Aujourd’hui avec Internet, j’ai l’impression que les 45% qui sont contre le mariage gay sont autant d’ennemis ligués contre notre famille. Je prends une e-claque à chaque fois que certains estiment qu’on ne doit pas leur faire « subir » la possibilité que d’autres s’unissent. Je ressens le besoin de protéger ma fille contre cette intolérance, je me sens même obligée de justifier que je suis un bon parent. Puisque c’est la guerre…

Il  faut cependant remettre les choses à leur place : oui ça fait mal, oui ça irrite, mais quand on y regarde de plus près, est ce que cela se passe comme ça dans la réalité ? Est-ce que c’est MA réalité ?
Dans la « vraie vie » il y a des règles en société qui permettent de conserver une harmonie sociale.
Transposez Internet  à la vraie vie comme des bulles au dessus de la tête de vos interlocuteurs révélant toutes leurs pensées intimes. Vous imaginez le foutoir ?

Dans la vraie vie on se tient, certains moins bien que d’autres mais enfin globalement, l’harmonie sociale est préservée.  Car on a tous cette capacité d’échanger, d’écouter, d’évoluer. Lorsque je me sens soudain vulnérable face à l’influence d’Internet (ballot quand on travaille dans la branche), je pense à mon parcours et ça me questionne : où sont les cons ?
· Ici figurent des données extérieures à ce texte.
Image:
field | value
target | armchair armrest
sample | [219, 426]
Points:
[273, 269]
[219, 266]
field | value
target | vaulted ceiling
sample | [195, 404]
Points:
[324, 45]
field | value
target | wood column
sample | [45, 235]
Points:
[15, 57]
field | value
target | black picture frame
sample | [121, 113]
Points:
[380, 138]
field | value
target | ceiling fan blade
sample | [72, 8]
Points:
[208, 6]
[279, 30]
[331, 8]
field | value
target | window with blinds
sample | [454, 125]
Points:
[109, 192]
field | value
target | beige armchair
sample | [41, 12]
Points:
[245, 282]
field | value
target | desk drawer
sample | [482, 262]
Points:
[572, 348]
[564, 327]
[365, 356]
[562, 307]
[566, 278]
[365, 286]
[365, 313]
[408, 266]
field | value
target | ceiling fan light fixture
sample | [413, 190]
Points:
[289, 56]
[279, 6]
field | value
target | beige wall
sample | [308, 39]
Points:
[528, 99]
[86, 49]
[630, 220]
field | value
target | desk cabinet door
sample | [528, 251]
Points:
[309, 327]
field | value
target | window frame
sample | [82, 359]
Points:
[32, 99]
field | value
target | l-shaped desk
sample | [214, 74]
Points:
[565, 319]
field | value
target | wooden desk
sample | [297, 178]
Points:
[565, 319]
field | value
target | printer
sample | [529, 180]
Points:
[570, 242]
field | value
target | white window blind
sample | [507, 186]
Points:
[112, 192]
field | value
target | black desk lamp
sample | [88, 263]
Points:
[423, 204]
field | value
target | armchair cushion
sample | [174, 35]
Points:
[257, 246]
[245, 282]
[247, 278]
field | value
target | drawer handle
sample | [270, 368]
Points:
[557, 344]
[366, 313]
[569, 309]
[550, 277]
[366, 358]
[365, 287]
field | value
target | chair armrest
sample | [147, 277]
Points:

Peut être qu’ils sont là autour de moi avec leurs bulles blanches sur leur tête. Peut être que c’est cet agent hospitalier là qui serrait les lèvres en nous apportant notre plateau repas à notre arrivée dans le service ? La même qui a fini par les offrir à ChérieLégo à la fin du séjour. Une toxémie, une hémorragie et un mois de coloc ça rapproche.
Chance ou aveuglement, mon homosexualité n’a jamais posé de problèmes autour de moi. Je ne me suis jamais vraiment posé de questions sur mon orientation sexuelle. ChérieLégo est arrivée dans ma vie et j’ai décidé que c’était elle. Je n’ai jamais eu peur de l’annoncer à mes parents. Pour cela, il aurait fallu qu’ils soient exemplaires, ils avaient simplement fait du mieux qu’ils pouvaient et moi de mon côté j’avais toujours donné le change. Mes collègues me outent avec une indifférence touchante en parlant de l’autre maman de Loulette devant les nouveaux arrivants. Ma pédiatre après avoir placé notre famille en observation pendant quelques mois, nous demande si nous allons nous marier, fait des pansement nounours à ChérieLégo et a un regard amusé quand celle-ci déclare « qu’on n’est pas grand dans la famille » et passe pour une andouille parce que je crois bien que je n’ai jamais parlé de la méthode de conception au docteur… Notre nounou nous offre des dessins « bonne fête mamans ». Nos voisins marocains ont « présenté les fameuses mamans de Loulette dont je vous avais parlé » à tout le village lors de la fête des voisins. Et si nous avions bien senti deux ou trois regards circonspects, notre naturel a toujours su faire fondre les à priori.

Quand je regarde la vie ailleurs que sur mon écran  il y a aussi des grands parents gagas, des amis présents, des tontons blagueurs. Il y a des gens qui ne savent pas mais qui se taisent. Il y a des voisins prévenants et des médecins attentifs. Il y a même le curé qui sourit à ses grands yeux bleus.

Alors quand je sens la tension m’envahir, j’éteins mon ordinateur, je respire profondément et je pense : à cet instant précis que reste-t-il vraiment?